My series Call to DisArm continues to find its way out into the public realm in various virtual and even AR modes. Thanks to Susan Tucker for her continued collaboration including this work (link) in the new online compilation Keeping (and Telling) the Past. Nancy Baker Cahills augmented reality (AR) Battlegrounds routes New Orleans real time viewers via her 4th Wall App to a variety of layered artworks. They can be accessed and experienced through the free 4thWall app, a public art platform for users to explore resistance by hosting curated, geo-located public art exhibitions such as Battlegrounds. Heres a peek (link) at what you would see and hear on the app when arriving at St. Annas Church, 1313 Esplanade Avenue in Treme. Note a new and more permanent Murder Wall installation has recently been installed at the site. Lastly, in solidarity with St. Annas and Battlegrounds, we have reinstalled the Call to DisArm curtain on our 511 Royal St. studios to garner close encounters of visitors and passersby of all kinds. For an online overview of the Battlegrounds project, let your fingers do the walking online (link).

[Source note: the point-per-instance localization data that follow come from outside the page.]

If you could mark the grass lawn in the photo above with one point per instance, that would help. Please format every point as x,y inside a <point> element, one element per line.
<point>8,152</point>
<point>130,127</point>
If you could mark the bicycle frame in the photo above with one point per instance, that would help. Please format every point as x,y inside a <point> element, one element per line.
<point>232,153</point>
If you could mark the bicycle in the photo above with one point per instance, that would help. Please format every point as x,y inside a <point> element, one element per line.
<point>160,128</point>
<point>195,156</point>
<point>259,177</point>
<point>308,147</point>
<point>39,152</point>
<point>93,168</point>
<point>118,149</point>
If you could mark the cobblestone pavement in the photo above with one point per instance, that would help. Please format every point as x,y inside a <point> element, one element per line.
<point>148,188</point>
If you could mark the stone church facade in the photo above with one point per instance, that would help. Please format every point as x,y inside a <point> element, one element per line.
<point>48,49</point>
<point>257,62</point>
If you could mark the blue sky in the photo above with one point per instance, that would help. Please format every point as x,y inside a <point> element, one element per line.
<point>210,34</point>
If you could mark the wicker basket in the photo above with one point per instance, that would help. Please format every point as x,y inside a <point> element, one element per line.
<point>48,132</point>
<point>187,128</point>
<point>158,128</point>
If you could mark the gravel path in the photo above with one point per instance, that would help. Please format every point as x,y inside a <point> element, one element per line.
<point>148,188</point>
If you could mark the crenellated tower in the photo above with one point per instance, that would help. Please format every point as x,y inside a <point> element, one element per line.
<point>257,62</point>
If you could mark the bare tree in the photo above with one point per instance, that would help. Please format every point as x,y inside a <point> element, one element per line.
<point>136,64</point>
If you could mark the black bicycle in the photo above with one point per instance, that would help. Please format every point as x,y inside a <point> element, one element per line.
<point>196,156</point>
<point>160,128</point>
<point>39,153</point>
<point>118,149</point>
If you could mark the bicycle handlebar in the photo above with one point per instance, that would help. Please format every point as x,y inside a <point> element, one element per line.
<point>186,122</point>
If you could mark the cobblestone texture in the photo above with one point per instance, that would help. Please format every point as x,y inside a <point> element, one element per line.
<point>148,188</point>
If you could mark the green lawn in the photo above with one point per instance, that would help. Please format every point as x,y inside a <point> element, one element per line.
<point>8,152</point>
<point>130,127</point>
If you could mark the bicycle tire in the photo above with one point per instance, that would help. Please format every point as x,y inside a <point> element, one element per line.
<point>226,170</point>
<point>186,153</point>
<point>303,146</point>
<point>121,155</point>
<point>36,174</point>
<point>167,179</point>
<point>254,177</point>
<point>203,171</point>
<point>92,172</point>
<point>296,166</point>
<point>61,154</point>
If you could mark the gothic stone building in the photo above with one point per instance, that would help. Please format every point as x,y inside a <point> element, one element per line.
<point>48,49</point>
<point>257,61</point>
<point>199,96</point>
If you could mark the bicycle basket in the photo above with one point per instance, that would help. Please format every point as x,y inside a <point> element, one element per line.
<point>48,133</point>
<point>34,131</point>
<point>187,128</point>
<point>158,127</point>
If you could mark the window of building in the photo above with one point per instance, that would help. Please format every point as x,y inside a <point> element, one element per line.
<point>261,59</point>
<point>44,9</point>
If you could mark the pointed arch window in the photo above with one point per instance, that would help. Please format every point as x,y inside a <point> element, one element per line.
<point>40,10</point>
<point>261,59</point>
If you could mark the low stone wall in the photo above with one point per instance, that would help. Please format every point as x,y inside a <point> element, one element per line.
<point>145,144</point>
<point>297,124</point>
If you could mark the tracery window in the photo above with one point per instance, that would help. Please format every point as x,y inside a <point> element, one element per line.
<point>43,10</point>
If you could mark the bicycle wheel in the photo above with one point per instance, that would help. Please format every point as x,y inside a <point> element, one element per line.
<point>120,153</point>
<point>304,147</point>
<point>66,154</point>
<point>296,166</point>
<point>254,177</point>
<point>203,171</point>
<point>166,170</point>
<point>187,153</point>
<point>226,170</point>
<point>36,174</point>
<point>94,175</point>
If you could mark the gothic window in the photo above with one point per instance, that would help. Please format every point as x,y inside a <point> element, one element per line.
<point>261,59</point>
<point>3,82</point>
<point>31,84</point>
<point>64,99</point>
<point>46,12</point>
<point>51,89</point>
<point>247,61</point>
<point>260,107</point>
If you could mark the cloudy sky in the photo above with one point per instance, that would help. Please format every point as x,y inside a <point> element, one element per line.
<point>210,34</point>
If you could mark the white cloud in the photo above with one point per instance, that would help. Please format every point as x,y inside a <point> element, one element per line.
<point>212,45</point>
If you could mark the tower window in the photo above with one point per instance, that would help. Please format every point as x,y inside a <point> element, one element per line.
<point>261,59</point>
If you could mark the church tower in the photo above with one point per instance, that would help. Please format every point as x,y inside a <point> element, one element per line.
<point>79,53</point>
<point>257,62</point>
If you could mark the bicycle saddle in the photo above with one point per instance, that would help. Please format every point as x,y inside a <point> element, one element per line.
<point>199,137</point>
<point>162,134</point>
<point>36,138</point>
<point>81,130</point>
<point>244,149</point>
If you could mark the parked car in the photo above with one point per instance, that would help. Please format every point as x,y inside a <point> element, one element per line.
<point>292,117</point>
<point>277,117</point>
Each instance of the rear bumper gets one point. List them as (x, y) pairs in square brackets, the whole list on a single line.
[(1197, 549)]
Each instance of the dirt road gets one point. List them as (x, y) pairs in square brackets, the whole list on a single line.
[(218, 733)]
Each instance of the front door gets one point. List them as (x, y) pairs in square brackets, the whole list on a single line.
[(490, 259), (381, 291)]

With all this virtual and AR news, it feels necessary to recommend a real book:

Beautiful Necessity: The Art and Meaning of Women’s Altars by Kay Turner (which includes some of the Light in the Head artworks included in the Gryder exhibition)

and a couple of others by Susan Tucker: City of Remembering and Mending for Memory, Sewing in Louisiana, Essays, Stories, and Poems (authored by Susan along with Lee Meitzen Grue).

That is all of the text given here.